As I write furiously and scurry around preparing for being a guest at ConBust from 4/2 to 4/4, I pause to say:
Thank you for your kind words,
I want more Hopping Vampire stories!
Don’t worry. Many Hopping Vampires get their heads eaten by cloud crabs. It’s basically an Xtreme Sport—taking the hard-bitten edge of survival to the max! As he’d mumble from the depths of the cloud crab’s stomach, “no pain, no gain!” That’s the estimable social philosophy that makes him Hopping Vampire.
You know, that is kind of a stupid curse, but clearly God hasn’t exactly been playing with a full deck for a very long time.
— Alexander Williams
People have always ascribed to God that terrible and ineffable power that orders the heavens and the earth. They have credited him with that storm wind of fate that brings fear, sorrow, and pain. It’s not clear that that’s what God is like in the Hitherby continuity. And it’s definitely not my personal perspective on the divine. But when the town Thessel, in “Four Horsemen,” refers to that power, what else can I call it but “God”? Even the most positive interpretations of the numinous are not tame lions.
I can’t help but wonder what would happen if they met Teletubbies.
Now you know! Well, sort of. Kind of!
So we’re probably going to be in for a rude awakening when these two run into someone like Martin?
That depends entirely on what outcome you expect. :)
Did you invent (imagine?, envisage?) Liril and Micah simultaneously, or one some time after the other?
I created Liril and Micah as such simultaneously. But each of them draws heavily on stuff that was already in my head. Mostly unrelated stuff. So their influences almost certainly evolved at different times. I’d guess that my initial conception of Liril was in 1982 or so, and the original version of Micah late 2001.
Or, in short, “yes.” :)
Are we to think that since Parvati was, based on to the King’s decree, to marry Mr. Schiff, that she’s the Mrs. Schiff of the headless goats story?
It seems fair to assume that Mr. Schiff and Mrs. Schiff are a married couple, at the very least!
And, see, now I understand why the idea of Jesus as an AWA disturbs you so much. After all, it would be heresy to say that Jesus didn’t suffer on the cross (actually was one at some point, I’m sure someone died over it) — and if Jesus suffered for you and took all of your suffering upon himself, you should be able to bear a little suffering too without crying out, you little whelp .. wait, what?
Organized religion tends to use the same logic as a monster. But I’ve never actually met someone who was a really nasty religious person.

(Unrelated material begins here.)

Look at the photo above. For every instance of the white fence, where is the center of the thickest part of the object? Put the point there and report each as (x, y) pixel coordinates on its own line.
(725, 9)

It’s strange. I have friends who have been badly hurt by “Christians.” I have plenty of second-hand examples of how easily the faith gets twisted. But I haven’t had the personal experience necessary to turn that into resentment. So you probably shouldn’t look for a condemnation of Christianity here. My work has angels and God and sometimes Christian themes because I . . . well, because I like them! And when I write Hitherby posts involving Jesus—and the same for Kwan-Yin, Buddha, and all the rest of that numinous lot—I try to be a bit open to the world, so that if they’re out there and want to shape what I’m doing with them as characters, they can.

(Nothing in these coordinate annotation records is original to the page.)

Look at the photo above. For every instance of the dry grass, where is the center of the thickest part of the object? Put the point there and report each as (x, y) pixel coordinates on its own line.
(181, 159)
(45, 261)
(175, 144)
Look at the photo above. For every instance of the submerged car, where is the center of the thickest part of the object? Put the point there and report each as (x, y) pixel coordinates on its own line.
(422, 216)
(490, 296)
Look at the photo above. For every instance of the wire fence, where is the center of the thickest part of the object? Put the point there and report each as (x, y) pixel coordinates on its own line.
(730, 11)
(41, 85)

That said, there are times when people get too gung ho about “suffering for others’ sake is good” and “suffering is a necessary part of existence.”
See, there are people who study Canada. In a University.

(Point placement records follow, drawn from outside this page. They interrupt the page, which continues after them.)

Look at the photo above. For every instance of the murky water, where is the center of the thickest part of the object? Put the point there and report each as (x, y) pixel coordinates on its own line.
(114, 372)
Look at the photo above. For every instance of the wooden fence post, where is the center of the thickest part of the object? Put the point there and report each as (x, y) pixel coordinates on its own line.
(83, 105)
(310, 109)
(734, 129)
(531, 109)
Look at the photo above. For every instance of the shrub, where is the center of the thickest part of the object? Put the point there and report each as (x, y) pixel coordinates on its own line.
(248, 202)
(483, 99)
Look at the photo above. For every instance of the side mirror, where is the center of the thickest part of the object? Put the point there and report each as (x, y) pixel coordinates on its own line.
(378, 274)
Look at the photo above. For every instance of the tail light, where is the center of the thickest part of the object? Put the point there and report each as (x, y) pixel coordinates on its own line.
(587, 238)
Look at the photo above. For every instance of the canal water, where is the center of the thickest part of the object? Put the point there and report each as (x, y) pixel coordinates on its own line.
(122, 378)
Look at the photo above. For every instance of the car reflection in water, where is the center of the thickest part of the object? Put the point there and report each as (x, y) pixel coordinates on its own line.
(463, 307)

I felt that all of you should get to read this again.
There are people.
Who study Canada.
In a University.
I followed the link.
That’s one way to make an Italian red sauce…
The secret ingredient is INTESTINE.
So is this a result of Micah/Michael, or a prelude to it, or an alternate, or fnord?
Tantalus (I/IV) occurs roughly 3320 years before Micah (2/2).
woglies are, after all, empty.
Yes. They are.
That is in fact how Jenna put it!
I want a set of Idealism Goggles.
Take pictures of a bunch of things you love. Keep the negatives.
Draw some other wonderful things on tracing paper.
Print some pictures of incredibly cool stuff on really thin paper.
Cut up the negatives, drawings, and print-outs.
Glue the pieces onto the inside of a pair of goggles. Now you have Idealism Goggles! It’s easy, safe, and fun for the whole family.
That’s it for now! Thanks for reading, thanks for posting on maps.hitherby.com, and thanks for commenting—even if you didn’t get thanked for a compliment or picked for a specific response. See you again this coming month!